Od jutra kadra ćwiczy w Zakopanem.
Polscy skoczkowie narciarscy przygotowujący się do mistrzostw świata w Sapporo jutro zbierają się w Zakopanem, gdzie mają trenować przez trzy dni.
Skład reprezentacji jest już od kilku dni ustalony (Adam Małysz, Kamil Stoch, Robert Mateja, Stefan Hula, Piotr Żyła), ale w PZN twierdzą, że można jeszcze wprowadzić ewentualne korekty.
Kandydatury Małysza, Stocha, dobrze ostatnio skaczącego Żyły są poza dyskusją. Ale w ostatnich konkursach pucharowych pozostała dwójka (Mateja, Hula) skakała słabo, a ten ostatni bardzo słabo. Trener Lepistoe mówił, że ma olbrzymi ból głowy z powodu wyborów reprezentantów.
Trenerzy wstawili na trzy ostatnie konkursy Piotra Żyłę i był to trafny krok. Szkoda, że takich prób więcej nie było, wożenie na konkursy zawodnika będącego w głębokim "dołku" mijało się z celem.
Bardzo późno, za późno, kiedy skład na MŚ był ustalony, spróbowano w konkursie Skupnia, który wcześniej miał kilka dobrych wyników w Pucharze Kontynentalnym.
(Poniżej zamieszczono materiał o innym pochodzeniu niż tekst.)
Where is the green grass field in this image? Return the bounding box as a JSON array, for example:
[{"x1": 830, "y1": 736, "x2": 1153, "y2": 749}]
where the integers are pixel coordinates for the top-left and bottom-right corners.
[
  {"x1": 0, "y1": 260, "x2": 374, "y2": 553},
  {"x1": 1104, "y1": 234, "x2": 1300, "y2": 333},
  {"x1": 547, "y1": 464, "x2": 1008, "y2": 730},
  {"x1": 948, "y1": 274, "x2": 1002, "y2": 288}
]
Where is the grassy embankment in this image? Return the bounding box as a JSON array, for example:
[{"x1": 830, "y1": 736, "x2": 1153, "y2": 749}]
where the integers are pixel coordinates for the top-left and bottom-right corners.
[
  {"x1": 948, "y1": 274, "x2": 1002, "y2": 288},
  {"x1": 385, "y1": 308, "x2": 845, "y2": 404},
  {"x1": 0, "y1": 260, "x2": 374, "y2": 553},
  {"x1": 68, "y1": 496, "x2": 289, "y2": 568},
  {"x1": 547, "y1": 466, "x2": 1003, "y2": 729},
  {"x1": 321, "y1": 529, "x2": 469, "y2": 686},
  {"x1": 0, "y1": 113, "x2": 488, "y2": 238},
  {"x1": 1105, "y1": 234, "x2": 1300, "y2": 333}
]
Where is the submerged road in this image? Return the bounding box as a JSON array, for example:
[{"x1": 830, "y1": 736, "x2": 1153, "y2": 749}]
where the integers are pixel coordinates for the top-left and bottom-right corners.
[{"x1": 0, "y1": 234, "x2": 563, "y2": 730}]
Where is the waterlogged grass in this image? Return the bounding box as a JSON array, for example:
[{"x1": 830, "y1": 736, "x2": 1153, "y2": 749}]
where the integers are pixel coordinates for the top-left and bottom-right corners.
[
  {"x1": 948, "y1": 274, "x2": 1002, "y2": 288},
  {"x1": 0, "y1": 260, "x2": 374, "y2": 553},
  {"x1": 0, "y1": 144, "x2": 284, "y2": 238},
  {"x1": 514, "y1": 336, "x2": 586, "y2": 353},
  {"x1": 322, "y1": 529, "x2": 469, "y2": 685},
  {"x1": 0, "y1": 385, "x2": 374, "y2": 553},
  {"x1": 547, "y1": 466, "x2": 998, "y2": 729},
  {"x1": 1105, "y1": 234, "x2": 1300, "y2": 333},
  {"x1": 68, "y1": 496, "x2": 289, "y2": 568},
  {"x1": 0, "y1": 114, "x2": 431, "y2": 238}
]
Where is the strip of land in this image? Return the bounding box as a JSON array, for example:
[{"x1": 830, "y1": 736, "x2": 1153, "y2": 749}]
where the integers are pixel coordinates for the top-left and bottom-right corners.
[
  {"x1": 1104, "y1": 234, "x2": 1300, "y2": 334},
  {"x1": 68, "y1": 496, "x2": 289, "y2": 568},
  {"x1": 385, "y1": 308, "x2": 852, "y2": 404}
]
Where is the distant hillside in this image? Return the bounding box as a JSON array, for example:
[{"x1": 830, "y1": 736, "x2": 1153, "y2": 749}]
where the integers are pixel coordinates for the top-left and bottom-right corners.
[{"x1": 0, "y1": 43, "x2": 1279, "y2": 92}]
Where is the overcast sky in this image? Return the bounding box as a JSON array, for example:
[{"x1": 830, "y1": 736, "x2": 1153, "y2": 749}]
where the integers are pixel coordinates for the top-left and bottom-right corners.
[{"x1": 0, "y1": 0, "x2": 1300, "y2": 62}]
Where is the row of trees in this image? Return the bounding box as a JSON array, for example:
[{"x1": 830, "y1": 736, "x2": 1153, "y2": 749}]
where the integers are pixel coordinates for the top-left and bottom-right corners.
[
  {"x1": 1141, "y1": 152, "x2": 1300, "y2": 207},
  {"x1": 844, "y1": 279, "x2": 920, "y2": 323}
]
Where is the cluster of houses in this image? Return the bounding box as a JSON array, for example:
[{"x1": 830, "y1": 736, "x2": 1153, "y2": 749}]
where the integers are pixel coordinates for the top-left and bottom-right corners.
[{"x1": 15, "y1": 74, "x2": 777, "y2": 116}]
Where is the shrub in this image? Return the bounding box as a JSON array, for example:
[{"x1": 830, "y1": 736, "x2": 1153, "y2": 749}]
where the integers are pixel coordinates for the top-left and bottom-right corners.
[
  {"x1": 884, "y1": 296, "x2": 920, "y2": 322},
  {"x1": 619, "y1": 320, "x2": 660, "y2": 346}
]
W Willingen prezentował się lepiej niż ostatnio Mateja i Hula.
Od wtorku zaczyna się zgrupowanie w Zakopanem. Na miejscu trenera Lepistoe prosiłbym na nie także Skupnia, może Śliża, Bachledę? Trzy dni spokojnego treningu powinny sprawę wyjaśnić jednoznacznie.
Być może obecna piątka obroni swoje pozycje, ale trenerzy będą mieć czyste sumienie, że rzeczywiście zabrali najlepszych aktualnie skoczków na mistrzostwa świata. Opinia publiczna nie będzie miała wątpliwości co do nominacji. Bo na razie, niestety, je ma.
Prezes Tajner mówi, że możliwa jest jeszcze zmiana w ekipie, ale decyzję pozostawia trenerowi Lepistoe.